A Change is Gonna Come – Just Not at the Expense of Your Teammate

Buster Olney, in his ESPN blog today, relates the following:

The concern among rival talent evaluators about the Orioles is that constant losing is shaping the mindset of the team’s young players. For example, after the Orioles lost an early lead Sunday in San Diego and wound up getting crushed 9-4, sources say Baltimore center fielder Adam Jones directly lobbied for his first-inning bouncer to be changed from an error to a hit. The scoring on the play was changed, hours after the fact, and Jones got his hit, but for a player to make a direct appeal — especially in the aftermath of a one-sided loss — isn’t exactly conventional.

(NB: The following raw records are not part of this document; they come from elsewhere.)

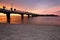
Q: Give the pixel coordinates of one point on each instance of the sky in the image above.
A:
(34, 6)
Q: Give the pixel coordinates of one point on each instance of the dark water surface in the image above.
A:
(36, 28)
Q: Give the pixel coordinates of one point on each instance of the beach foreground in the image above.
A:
(29, 32)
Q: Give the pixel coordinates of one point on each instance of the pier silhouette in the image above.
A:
(22, 13)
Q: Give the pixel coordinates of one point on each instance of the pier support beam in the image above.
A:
(22, 16)
(8, 17)
(32, 15)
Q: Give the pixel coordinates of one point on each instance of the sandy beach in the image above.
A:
(29, 32)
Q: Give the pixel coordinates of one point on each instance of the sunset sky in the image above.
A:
(35, 6)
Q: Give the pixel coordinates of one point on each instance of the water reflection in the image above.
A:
(34, 20)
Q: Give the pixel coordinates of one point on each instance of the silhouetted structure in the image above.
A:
(8, 12)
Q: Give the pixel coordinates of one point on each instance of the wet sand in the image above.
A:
(29, 32)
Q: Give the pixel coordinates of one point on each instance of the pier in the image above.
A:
(22, 13)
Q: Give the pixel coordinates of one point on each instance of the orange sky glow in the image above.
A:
(47, 10)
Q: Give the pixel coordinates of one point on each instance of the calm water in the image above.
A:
(36, 28)
(34, 20)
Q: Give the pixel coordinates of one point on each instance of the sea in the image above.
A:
(33, 28)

At issue, of course, is players becoming more concerned about their own numbers than the success (or, in Baltimore’s case, lack thereof) of their respective teams. (Scorers have a 24-hour window during which to alter a ruling.)

Should the inverse circumstance be invoked—a fielder lobbying to turn an error into a hit—the unwritten rules come into play on an especially prominent level. Maintaining respect among teammates can be vital, but such a decision, while it helps the fielder, offers nothing positive for a pitcher.

Take an instance in 1992, when Boston’s Wade Boggs—upset at what had been ruled his 16th error of the season—lobbied the official scorer to change the play to a hit, which he did. Boggs helped his own cause, but in the process turned the table on his pitcher, Roger Clemens, boosting the Rocket’s ERA as he gunned for the AL’s lowest mark in that category.

Needless to say, Clemens and a number of other Boston players did not take it well.

On the flip side of the equation, after a 1984 game against the Red Sox, Dave Stieb lobbied for opposition hits to be changed to errors. It was Stieb’s second-to-last start of the season, and he had given up six runs in a single frame. He was battling Mike Boddicker for the league’s ERA title, and the outing crippled his chances.

Such post-fact success, of course, would have come at the expense of his teammates’ fielding percentages. (Stieb’s request was denied, and Boddicker beat him, 2.83 to 2.79.)

“One thing I’ve noticed over the years, when a team is going badly, that’s when players get extremely selfish and want everything to go their way,” said longtime Red Sox official scorer Charlie Scoggins, in a Baseball Digest article by Larry Stone from 2004. “I find that when a team is in a pennant race, they hardly ever question my calls.”

Jones may well be innocent of all charges (at the very least, his lobbying did nothing to hurt the record of a teammate), but Scoggins description could fit the Orioles pretty well.